Sleep exerts major effects on cardiac autonomic control. For example, compared to slow-wave sleep, rapid eye movement sleep is associated with increased heart rate (HR) and low-frequency power of HR variability (HRV), and decreased high-frequency power . The suprachiasmatic nucleus (SCN) is the critical relay of the diurnal sleep-wake regulation . It may also play an important role in central autonomic control, as tracing studies demonstrated that SCN neurons project to the paraventricular nucleus and connect with parasympathetic and sympathetic relay stations in the brainstem and spinal cord [3,4]. Accordingly, SCN lesions in rat reduced the HR decrease during resting periods . Furthermore, humans showed diurnal rhythms of HR and HRV independent of sleep stage in a constant routine protocol . Consequently, it may well be argued that cardiac autonomic control during nighttime not only results from direct effects of sleep-related changes in the central autonomic network, but also from endogenous circadian factors as directed by the SCN.

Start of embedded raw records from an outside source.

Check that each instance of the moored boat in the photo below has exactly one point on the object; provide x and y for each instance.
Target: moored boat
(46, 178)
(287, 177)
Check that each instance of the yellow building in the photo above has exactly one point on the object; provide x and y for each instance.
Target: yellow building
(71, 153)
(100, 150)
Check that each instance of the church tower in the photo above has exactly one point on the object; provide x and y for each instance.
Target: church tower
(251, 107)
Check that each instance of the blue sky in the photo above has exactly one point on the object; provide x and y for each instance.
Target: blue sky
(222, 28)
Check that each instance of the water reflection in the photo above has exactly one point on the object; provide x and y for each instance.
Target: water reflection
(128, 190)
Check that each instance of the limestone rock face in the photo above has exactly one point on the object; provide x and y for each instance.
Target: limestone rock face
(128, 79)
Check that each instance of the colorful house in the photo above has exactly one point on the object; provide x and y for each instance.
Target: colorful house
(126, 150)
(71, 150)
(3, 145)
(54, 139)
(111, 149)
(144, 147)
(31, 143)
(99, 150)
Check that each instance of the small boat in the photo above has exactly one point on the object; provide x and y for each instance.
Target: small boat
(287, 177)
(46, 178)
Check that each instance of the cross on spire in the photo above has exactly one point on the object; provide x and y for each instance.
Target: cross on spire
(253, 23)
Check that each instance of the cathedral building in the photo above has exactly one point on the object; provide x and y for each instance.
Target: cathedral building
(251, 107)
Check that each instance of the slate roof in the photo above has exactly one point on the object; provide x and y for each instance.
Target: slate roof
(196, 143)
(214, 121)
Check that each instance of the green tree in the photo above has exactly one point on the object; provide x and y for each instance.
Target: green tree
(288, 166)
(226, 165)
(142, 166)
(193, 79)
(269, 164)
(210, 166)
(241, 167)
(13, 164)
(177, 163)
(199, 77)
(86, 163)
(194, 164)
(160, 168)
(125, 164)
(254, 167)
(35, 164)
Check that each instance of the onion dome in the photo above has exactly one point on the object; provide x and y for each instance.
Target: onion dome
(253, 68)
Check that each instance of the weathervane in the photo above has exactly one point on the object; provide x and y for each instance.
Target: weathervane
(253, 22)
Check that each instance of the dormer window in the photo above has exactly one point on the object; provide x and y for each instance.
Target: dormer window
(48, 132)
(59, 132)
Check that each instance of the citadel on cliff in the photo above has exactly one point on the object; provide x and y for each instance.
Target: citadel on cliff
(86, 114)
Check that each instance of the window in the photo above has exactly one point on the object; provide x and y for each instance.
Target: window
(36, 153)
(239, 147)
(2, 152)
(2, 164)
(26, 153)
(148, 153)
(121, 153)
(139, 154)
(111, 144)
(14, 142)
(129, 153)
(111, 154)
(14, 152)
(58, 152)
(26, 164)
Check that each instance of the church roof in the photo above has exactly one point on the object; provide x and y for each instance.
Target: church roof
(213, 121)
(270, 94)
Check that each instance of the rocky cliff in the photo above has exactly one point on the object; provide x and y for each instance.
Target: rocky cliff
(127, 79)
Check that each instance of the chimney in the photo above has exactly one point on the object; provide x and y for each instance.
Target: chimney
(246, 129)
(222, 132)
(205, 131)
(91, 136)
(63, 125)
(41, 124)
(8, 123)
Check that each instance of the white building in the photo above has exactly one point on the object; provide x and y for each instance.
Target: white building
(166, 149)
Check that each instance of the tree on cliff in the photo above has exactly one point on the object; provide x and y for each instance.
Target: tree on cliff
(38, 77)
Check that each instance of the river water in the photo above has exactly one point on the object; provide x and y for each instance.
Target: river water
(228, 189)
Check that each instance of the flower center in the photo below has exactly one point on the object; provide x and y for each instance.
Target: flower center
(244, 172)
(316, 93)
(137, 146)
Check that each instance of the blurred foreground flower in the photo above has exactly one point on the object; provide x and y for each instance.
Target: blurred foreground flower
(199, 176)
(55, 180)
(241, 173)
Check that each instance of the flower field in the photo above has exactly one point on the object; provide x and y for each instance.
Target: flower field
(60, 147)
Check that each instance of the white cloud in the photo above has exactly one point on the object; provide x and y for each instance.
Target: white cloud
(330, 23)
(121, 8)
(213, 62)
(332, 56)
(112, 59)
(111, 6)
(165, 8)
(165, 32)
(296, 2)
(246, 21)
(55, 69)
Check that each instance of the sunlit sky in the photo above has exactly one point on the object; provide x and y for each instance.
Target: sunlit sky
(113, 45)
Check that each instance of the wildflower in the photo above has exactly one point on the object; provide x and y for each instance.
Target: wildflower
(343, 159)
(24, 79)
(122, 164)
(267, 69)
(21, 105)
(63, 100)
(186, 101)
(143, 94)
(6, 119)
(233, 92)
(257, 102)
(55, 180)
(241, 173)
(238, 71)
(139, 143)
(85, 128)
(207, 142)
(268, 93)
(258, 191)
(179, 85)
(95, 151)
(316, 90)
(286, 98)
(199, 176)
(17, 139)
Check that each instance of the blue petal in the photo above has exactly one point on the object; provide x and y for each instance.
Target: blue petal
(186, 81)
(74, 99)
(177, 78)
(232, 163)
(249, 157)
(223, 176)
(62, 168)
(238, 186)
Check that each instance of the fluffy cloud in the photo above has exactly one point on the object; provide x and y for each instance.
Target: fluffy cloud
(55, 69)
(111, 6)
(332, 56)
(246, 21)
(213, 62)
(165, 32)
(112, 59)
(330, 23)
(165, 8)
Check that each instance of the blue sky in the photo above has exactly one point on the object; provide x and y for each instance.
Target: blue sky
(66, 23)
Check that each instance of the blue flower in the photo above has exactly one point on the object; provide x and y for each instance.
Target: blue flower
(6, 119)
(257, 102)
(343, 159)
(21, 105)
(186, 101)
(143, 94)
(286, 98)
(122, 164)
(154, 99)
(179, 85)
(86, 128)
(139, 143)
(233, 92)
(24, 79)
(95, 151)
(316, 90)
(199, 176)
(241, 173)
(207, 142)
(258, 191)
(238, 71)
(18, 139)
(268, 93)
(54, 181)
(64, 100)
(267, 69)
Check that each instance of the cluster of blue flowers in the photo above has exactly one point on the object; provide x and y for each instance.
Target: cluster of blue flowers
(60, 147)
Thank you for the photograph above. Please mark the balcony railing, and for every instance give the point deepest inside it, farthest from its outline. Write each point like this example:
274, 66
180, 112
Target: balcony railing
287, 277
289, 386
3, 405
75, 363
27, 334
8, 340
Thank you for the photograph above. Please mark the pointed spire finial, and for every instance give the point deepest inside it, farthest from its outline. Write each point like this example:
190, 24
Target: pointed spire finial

We studied the role of the SCN in sleep-related cardiac autonomic control in a cohort of NFMA patients and healthy age-matched controls and did not identify major autonomic alterations. Our results suggest that modulation of sleep-related cardiac autonomic control is predominantly linked to sleep processes with a subordinate role for the SCN. This is supported by experiments of shifting the sleep period, inducing a concomitant shift in the diurnal variation of HRV , in contrast to other circadian parameters such as the melatonin peak and core body temperature nadir that showed respectively no shift and a biphasic curve in similar experiments . Furthermore, preservation of the effects of sleep on HR in patients with bilateral carotid tumour resection also suggests that these alterations are predominantly generated through central, non-baroreflex mediated pathways . In rats a bidirectional relationship has been demonstrated between sleep processes and SCN activity . Sleep processes might therefore influence cardiac control through altering SCN activity. In view of our findings it seems however likely that other central circuitries linking sleep and cardiac autonomic control, e.g. the hypothalamic nuclei [21, 22], outweigh this influence.